Calm returned to Nicaragua on Tuesday after the entire nation was put on alert following a series of strong earthquakes that rocked the capital and the surrounding central regions for four days.
At least two deaths and 42 injuries were reported in the province after four earthquakes – one measuring 6.2 on the Richter scale – and about 1,000 strong aftershocks that began on Thursday sent thousands of Managua residents fleeing from their homes.
Nicaraguan civil defense authorities counted 2,378 homes damaged during the disaster.
The government issued an emergency alert on Sunday after scientists reported unusual seismic activity where the Coco and Caribbean crustal plates join underneath Nicaragua’s surface. In 1972, more than 10,000 people were killed and 20,000 others injured when a strong earthquake devastated Managua. The quake was blamed on the crustal plates’ movements.
Television stations on Tuesday showed dozens of Managua residents returning to their homes and clearing up after the damage. The entire capital was empty as businesses were closed and many workers decided to take advantage of the government’s emergency alert and push up their long Easter weekend holiday.
Trying not to instill panic, government officials had warned people to remain outdoors and not to sleep inside their homes.
Government officials had warned people to remain outdoors and not to sleep inside their homes
“At the entrance to my home, I have a backpack filled with clothes and other things waiting. The tank in my car is full. We’re not panicky, just nervous,” said Juan, a lawyer, after he filled up at a gas station in Managua.
In the few supermarkets that were open, shoppers were stocking up on basic essentials.
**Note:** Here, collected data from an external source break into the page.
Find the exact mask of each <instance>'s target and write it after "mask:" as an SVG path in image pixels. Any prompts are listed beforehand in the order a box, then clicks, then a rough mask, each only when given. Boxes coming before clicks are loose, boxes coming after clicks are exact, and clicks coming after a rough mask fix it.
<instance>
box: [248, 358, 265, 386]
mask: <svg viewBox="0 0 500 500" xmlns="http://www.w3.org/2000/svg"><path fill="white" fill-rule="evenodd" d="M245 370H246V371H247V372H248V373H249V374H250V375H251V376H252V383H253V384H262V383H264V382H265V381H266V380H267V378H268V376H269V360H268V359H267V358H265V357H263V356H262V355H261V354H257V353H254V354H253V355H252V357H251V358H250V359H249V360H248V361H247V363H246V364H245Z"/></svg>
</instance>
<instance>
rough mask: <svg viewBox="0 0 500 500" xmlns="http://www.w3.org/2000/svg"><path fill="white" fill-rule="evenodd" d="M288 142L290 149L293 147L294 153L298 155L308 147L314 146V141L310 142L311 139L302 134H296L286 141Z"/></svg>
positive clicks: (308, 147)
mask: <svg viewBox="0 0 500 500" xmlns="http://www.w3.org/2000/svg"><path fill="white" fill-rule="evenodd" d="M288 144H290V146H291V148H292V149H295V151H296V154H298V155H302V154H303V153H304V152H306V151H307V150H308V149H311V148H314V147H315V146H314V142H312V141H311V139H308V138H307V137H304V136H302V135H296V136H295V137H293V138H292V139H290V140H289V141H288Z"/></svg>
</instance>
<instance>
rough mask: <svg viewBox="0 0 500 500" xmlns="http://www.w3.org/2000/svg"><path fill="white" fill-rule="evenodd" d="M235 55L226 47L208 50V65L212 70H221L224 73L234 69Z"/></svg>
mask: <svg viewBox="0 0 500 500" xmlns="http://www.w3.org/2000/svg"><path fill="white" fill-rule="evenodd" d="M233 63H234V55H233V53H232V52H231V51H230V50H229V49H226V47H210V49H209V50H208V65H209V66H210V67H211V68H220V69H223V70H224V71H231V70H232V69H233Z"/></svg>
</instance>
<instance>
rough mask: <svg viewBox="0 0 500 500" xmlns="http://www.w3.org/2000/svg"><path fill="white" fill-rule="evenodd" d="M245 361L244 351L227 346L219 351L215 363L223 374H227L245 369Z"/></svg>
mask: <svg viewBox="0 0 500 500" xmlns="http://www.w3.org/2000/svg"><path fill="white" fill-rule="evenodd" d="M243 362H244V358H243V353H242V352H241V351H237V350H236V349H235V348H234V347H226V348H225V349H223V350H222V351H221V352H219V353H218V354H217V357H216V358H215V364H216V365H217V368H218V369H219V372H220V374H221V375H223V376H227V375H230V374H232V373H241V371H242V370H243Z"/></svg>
The government set up temporary shelters throughout the capital and in nearby cities where more than 1,600 sought refuge, according to first lady Rosario Murillo, who also serves as her husband’s official spokesman.
President Daniel Ortega did not appear in public during the emergency, setting off waves of criticism from the opposition. “The country is being run by a ventriloquist,” wrote noted journalist Carlos Fernando Chamarro on his Twitter account. “Why is he so quiet?”
The Sandinista government said that it welcomes a team of experts from Germany, Cuba, the United States, Japan, Mexico and Venezuela to determine the exact causes of the seismic activity.